With its three new hubs, Target will have nine sortation centers — with more expected in future years, Mulligan said. Along with Minneapolis, its hubs are near Atlanta, Philadelphia, Dallas, Austin, Texas, and Houston. In the first quarter, they handled 4.5 million packages.
Mulligan said Target is still trying to pin down how much sortation centers reduce shipping costs. In March, he said Target had already brought down the average per unit digital fulfillment cost by more than 50% over the past three years.
Ultimately, he said the company wants to shorten the distance packages travel by having desired items at stores near the customer.
Target is also piloting a new concept at its Minneapolis location: Some Shipt drivers are using delivery vehicles that can hold up to eight times more packages per route.
Other retailers are also working to make e-commerce more profitable. In addition to building high-tech fulfillment centers, Walmart is using its stores as warehouses and using contract workers to deliver packages. It delivers online purchases for Home Depot, Chico’s and other companies as part of a new business called GoLocal.

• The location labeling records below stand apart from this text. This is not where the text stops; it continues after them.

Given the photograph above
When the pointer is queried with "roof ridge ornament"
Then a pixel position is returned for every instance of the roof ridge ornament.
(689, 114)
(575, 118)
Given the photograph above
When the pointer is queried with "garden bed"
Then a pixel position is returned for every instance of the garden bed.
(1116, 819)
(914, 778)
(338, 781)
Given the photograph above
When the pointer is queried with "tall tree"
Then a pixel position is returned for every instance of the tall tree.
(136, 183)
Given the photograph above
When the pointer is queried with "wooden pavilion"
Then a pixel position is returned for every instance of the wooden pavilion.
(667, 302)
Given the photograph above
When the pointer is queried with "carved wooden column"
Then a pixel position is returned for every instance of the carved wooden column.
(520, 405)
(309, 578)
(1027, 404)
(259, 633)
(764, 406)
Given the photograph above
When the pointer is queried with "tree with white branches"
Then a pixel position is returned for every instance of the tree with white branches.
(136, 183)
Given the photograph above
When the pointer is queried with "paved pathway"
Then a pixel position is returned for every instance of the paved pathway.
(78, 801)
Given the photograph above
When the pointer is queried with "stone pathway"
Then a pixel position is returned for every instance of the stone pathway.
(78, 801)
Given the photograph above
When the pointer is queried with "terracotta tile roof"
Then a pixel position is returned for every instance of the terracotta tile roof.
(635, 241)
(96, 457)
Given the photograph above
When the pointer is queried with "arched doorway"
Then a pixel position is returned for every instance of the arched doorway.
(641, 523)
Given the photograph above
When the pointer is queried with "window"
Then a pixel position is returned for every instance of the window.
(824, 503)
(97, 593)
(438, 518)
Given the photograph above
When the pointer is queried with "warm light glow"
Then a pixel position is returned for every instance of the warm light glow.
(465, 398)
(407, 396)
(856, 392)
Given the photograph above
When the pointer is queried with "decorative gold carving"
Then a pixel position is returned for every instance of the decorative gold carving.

Another way Target has reduced delivery costs is by encouraging customers to use Drive Up, a curbside pickup service where shoppers retrieve purchases in the parking lot. That costs the company 90% less to fulfill that if they shipped packages from a warehouse, said Mark Schindele, chief stores officer.
For Target, the move to improve profitability comes at a crucial time. The retailer slashed its forecast for operating margins twice in recent months, as it warned it would have to cancel orders and increase markdowns to get rid of unwanted merchandise it had stocked up on during the Covid pandemic.